Geoengineering, or hacking the planet to cool it down, is either a maniacal plan dreamt up by foolhardy scientists or a useful tool for staving off climate catastrophe—maybe both. It raises hard questions about what sorts of sacrifices humanity may have to make for the greater good and who gets to decide; questions that beg for nuanced conversations about the social, environmental, and political risks and rewards.
Yet in science fiction, geoengineering tends to get treated with all the nuance of Thor’s hammer striking a rock monster. Which is why Eliot Peper’s recent novel Veil, set on a near future Earth beset by climate crises, is such a refreshing read. This book gets geoengineering right by showing that there are no obvious right answers.
A fast-paced novel that unfolds like a political thriller, Veil tells the story of Zia León, a humanitarian aid worker who bounces around the world helping people suffering from climate-fueled droughts, storms, and sea level rise. When Zia learns of a secret effort to commandeer the climate, she faces a dilemma: How to let the rest of the world know about it without causing an international crisis. Zia must do so while navigating a web of dangerous corporate oligarchies desperate to keep the geoengineering plot secret and while working through her own, very personal, form of climate grief.

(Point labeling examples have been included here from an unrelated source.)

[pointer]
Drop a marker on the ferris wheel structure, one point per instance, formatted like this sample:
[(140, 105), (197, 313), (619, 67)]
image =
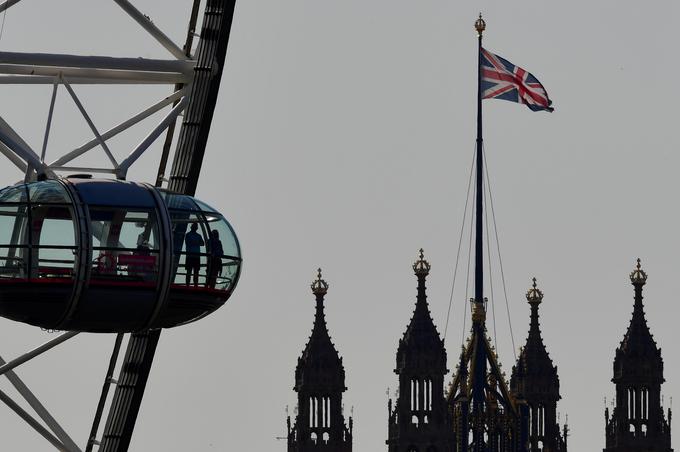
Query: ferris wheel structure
[(81, 286)]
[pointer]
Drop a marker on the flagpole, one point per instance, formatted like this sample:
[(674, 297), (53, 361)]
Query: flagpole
[(479, 252), (478, 309)]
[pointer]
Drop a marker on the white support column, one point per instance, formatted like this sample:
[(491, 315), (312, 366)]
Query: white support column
[(154, 31), (90, 123), (155, 133), (49, 120)]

Veil joins a very small collection of stories whose plots revolve around geoengineering. Most other examples treat the hypothetical technology as unequivocally dangerous and bad—think Snowpiercer, where the last surviving humans live out their lives on a globe-trotting train after a climate hacking effort gone awry plunges Earth into an Ice Age, or Geostorm, an astonishingly boring disaster movie about a planetary weather control system that starts glitching out and dropping mega-tornadoes on Mumbai.